将 Swagger UI 指向有效模式的最简单方法是使用动态模式视图,我认为您已经略过。
from rest_framework.schemas import get_schema_view
urlpatterns = [
# ...
# Use the `get_schema_view()` helper to add a `SchemaView` to project URLs.
# * `title` and `description` parameters are passed to `SchemaGenerator`.
# * Provide view name for use with `reverse()`.
path('openapi', get_schema_view(
title="Your Project",
description="API for all things …",
version="1.0.0"
), name='openapi-schema'),
# ...
]
如果您在模板中添加此 URL 模式 url: "{% url schema_url %}",,它将能够找到动态生成的架构。
我正在尝试使用内置方法记录我的 Django REST API。这是 urls.py:
from django.contrib import admin
from django.urls import path, include
from django.conf import settings
from django.conf.urls.static import static
from django.conf.urls import url
from django.views.generic.base import TemplateView
from rest_framework.documentation import include_docs_urls
urlpatterns = [
path('api/', include('api.urls')),
path('admin/', admin.site.urls),
path('', include('main.urls')),
path('swagger-ui/', TemplateView.as_view(
template_name='swagger-ui.html',
extra_context={'schema_url': 'openapi-schema'}
), name='swagger-ui'),
url(r'^.*', TemplateView.as_view(template_name="home.html")),
] + static(settings.STATIC_URL, document_root=settings.STATIC_ROOT)
static/templates/swagger-ui.html:
<html>
<head>
<title>Swagger</title>
<meta charset="utf-8"/>
<meta name="viewport" content="width=device-width, initial-scale=1">
<link rel="stylesheet" type="text/css" href="//unpkg.com/swagger-ui-dist@3/swagger-ui.css" />
</head>
<body>
<div id="swagger-ui"></div>
<script src="//unpkg.com/swagger-ui-dist@3/swagger-ui-bundle.js"></script>
<script>
const ui = SwaggerUIBundle({
url: "{% url schema_url %}",
dom_id: '#swagger-ui',
presets: [
SwaggerUIBundle.presets.apis,
SwaggerUIBundle.SwaggerUIStandalonePreset
],
layout: "BaseLayout"
})
</script>
</body>
</html>
但是,我不明白我们应该在哪里分配openapi-schema文件?它是 .yml 文件还是 .js?有没有办法自动生成它?

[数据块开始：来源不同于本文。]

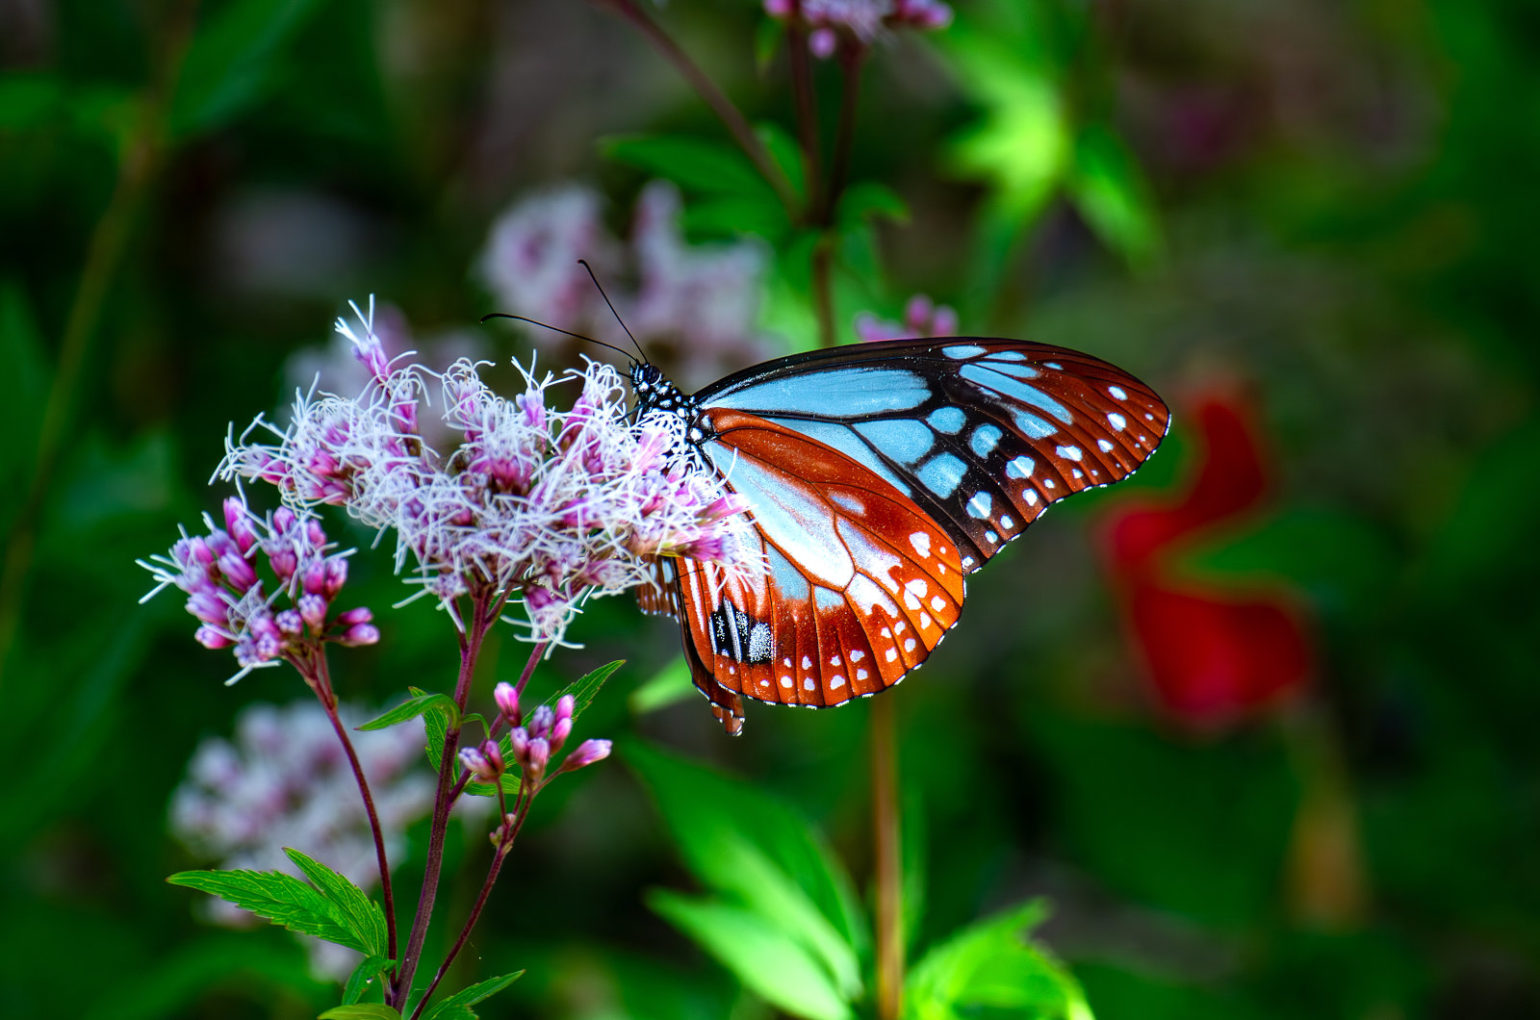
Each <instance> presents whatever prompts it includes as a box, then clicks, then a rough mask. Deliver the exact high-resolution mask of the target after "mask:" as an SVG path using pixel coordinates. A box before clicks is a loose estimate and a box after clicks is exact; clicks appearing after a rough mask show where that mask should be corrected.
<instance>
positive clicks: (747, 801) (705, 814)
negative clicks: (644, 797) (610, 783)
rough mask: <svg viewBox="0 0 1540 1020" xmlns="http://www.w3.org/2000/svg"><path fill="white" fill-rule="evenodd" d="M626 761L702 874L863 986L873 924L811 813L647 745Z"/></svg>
mask: <svg viewBox="0 0 1540 1020" xmlns="http://www.w3.org/2000/svg"><path fill="white" fill-rule="evenodd" d="M625 760H627V761H628V763H630V764H631V766H633V767H634V769H636V770H638V772H639V773H641V777H642V780H644V781H645V784H647V787H648V789H650V790H651V794H653V797H654V798H656V801H658V809H659V812H661V814H662V817H664V823H665V824H667V826H668V830H670V835H671V837H673V840H675V843H676V844H678V846H679V851H681V854H682V855H684V858H685V863H687V864H688V867H690V871H691V872H695V875H698V877H699V878H701V881H704V883H705V884H708V886H711V887H715V889H719V891H722V892H725V894H728V895H731V897H735V898H738V900H741V901H742V903H745V904H750V906H753V908H755V909H756V911H758V912H759V914H761V917H764V918H770V920H773V921H776V923H778V924H785V926H787V928H785V929H787V932H788V934H792V935H793V937H796V938H798V940H799V941H801V945H804V946H805V948H807V949H808V951H812V952H815V954H816V955H818V958H819V960H822V961H824V965H825V966H827V968H829V977H830V980H832V981H833V983H835V985H836V986H839V988H844V989H852V991H853V989H856V988H859V978H858V974H859V965H858V961H859V960H861V958H862V957H864V955H865V952H867V946H869V940H870V935H869V931H870V929H869V926H867V921H865V918H864V917H862V914H861V909H859V906H858V904H856V897H855V892H853V887H852V883H850V878H849V875H847V874H845V871H844V867H842V866H841V864H839V861H838V860H836V858H835V855H833V852H832V851H830V849H829V846H827V844H825V843H824V840H822V838H821V837H819V835H818V832H816V830H815V829H813V826H812V824H808V821H807V820H805V818H802V817H801V815H799V814H798V812H796V810H793V809H792V807H790V806H787V804H785V803H782V801H779V800H776V798H773V797H768V795H767V794H764V792H762V790H758V789H755V787H752V786H748V784H745V783H741V781H738V780H730V778H727V777H722V775H719V773H716V772H711V770H708V769H702V767H701V766H696V764H693V763H688V761H684V760H681V758H673V757H670V755H664V753H662V752H659V750H654V749H650V747H647V746H644V744H636V743H631V744H627V749H625ZM778 900H779V901H778Z"/></svg>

schema_url 应指向有效的 OpenAPI 规范。 Swagger UI 可以处理 JSON 和 YAML 文件。
将 Swagger UI 指向有效模式的最简单方法是使用动态模式视图,我认为您已经略过。
from rest_framework.schemas import get_schema_view
urlpatterns = [
# ...
# Use the `get_schema_view()` helper to add a `SchemaView` to project URLs.
# * `title` and `description` parameters are passed to `SchemaGenerator`.
# * Provide view name for use with `reverse()`.
path('openapi', get_schema_view(
title="Your Project",
description="API for all things …",
version="1.0.0"
), name='openapi-schema'),
# ...
]
如果您在模板中添加此 URL 模式 url: "{% url schema_url %}",,它将能够找到动态生成的架构。